Digital | Email | Promotions, Coupons & Co-op

For email marketers, one of the main challenges is cutting through the clutter. Here’s why: according to [pdf] a Blue Kangaroo online survey of more than 1,000 US adults aged 18-64, a whopping 43% said that more than half of the new emails in their inbox the week prior to the survey came from marketers (including daily deals, retail newsletters, and sales alerts). In fact, 8 in 10 respondents said that more than 20% of their new emails came from marketers.

Strikingly, the percentage of respondents (43%) getting more than half of their emails from marketers corresponds almost exactly with the percentage (44%) who feel they are getting somewhat or much too many marketing emails. This suggests that the threshold marketing email volume for consumers is roughly half of their new emails (although this does not account for the actual number of emails an individual might have).

Only 1 in 4 Dislike All the Clutter

Interestingly, the barrage of marketing emails doesn’t appear to have met with frustrated consumers – yet. Only 1 in 4 said they really dislike all the marketing clutter they’re getting. By contrast, a healthy 40% said they enjoy getting lots of marketing emails from favorite brands and deal services in their inbox each week.

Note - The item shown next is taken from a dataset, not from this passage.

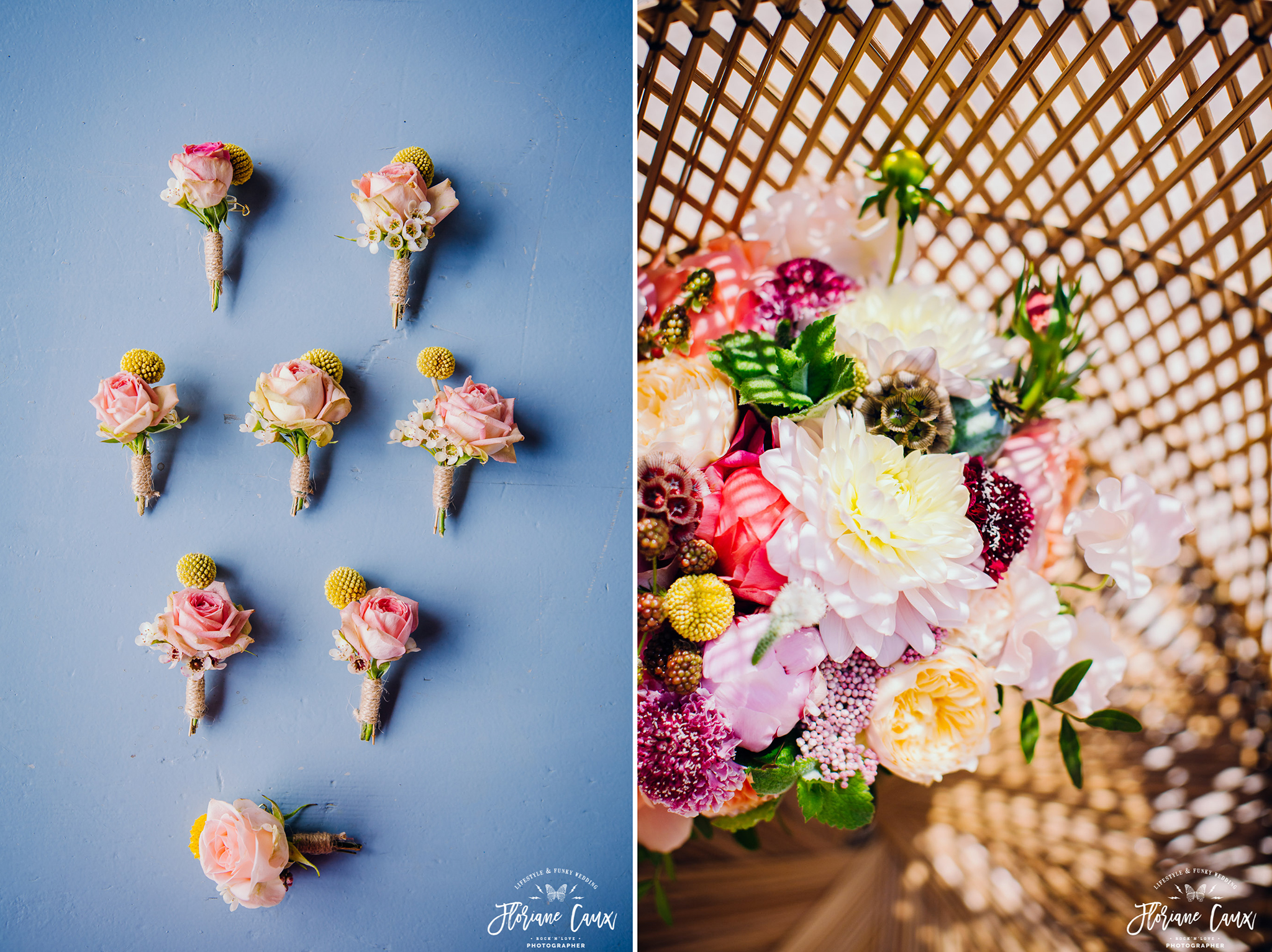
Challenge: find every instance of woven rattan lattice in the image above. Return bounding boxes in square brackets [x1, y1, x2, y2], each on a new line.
[637, 0, 1272, 952]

Still, that doesn’t mean that consumer acceptance of marketing emails is unwavering. Various pieces of research have shown that over-communication drives consumers away. For example, respondents to a Chadwick Martin Bailey (CMB) survey from March were asked why they unsubscribe from an email list: too many emails topped the list of reasons given, cited by 69%.

Subject Lines Can Make A Difference

Further details from Blue Kangaroo’s survey on marketing emails reveals that only 42% of respondents open and read most of the marketing emails that they receive, and 7 in 10 believe that inbox clutter might be at least occasionally causing them to overlook deals they would have liked.

In order to deal with the influx of marketing emails, many are scanning their inbox to see what catches their attention. To cut through the noise, then, marketers need to pay specific attention to subject lines. Indeed, 30% of respondents said they don’t open most of their marketing emails, but they carefully read most of their subject lines, while an additional 18% said they skim some of the subject lines, but not all. That is, subject lines are influential to about half of the email recipients.

The CMB survey (see link above) found similar results. 47% of respondents said that subject lines play an important role in whether or not they open email from businesses and non-profits.

Other Findings:

  • The vast majority (93%) of Blue Kangaroo survey respondents said they had at least a moderate interest in hearing on the internet about deals related to their shopping interests. That includes two-thirds who indicated very high (35%) or high (30%) interest.
  • About 8 in 10 respondents said that the marketing emails they receive go mainly into their primary personal email account, displayed alongside their personal emails. Just 8% have a separate account specifically for receiving marketing emails.
  • 6 in 10 spend half an hour or less per week opening and browsing marketing emails. 1 in 5 spend an hour or more doing so.
  • 48% said that managing all the marketing emails is sometimes worth the effort, but that it’s time-consuming. The second-largest percentage (32%) described the day-to-day management as mostly enjoyable, productive, and easy to do.
  • 7 in 10 respondents said they had made use of a coupon or discount that they had learned about through a marketing email in the prior week (35%) or month (33%).

About the Data: The Blue Kangaroo survey was conducted by Research Now, with WebStar Research, on behalf of ChoozOn Corporation. The online survey was conducted 23-27 August, 2012. The sample size was 1,090 US adults, aged 18-64, with 60% female. The sample was balanced to approximately match the US online audience by age, region, income, and education.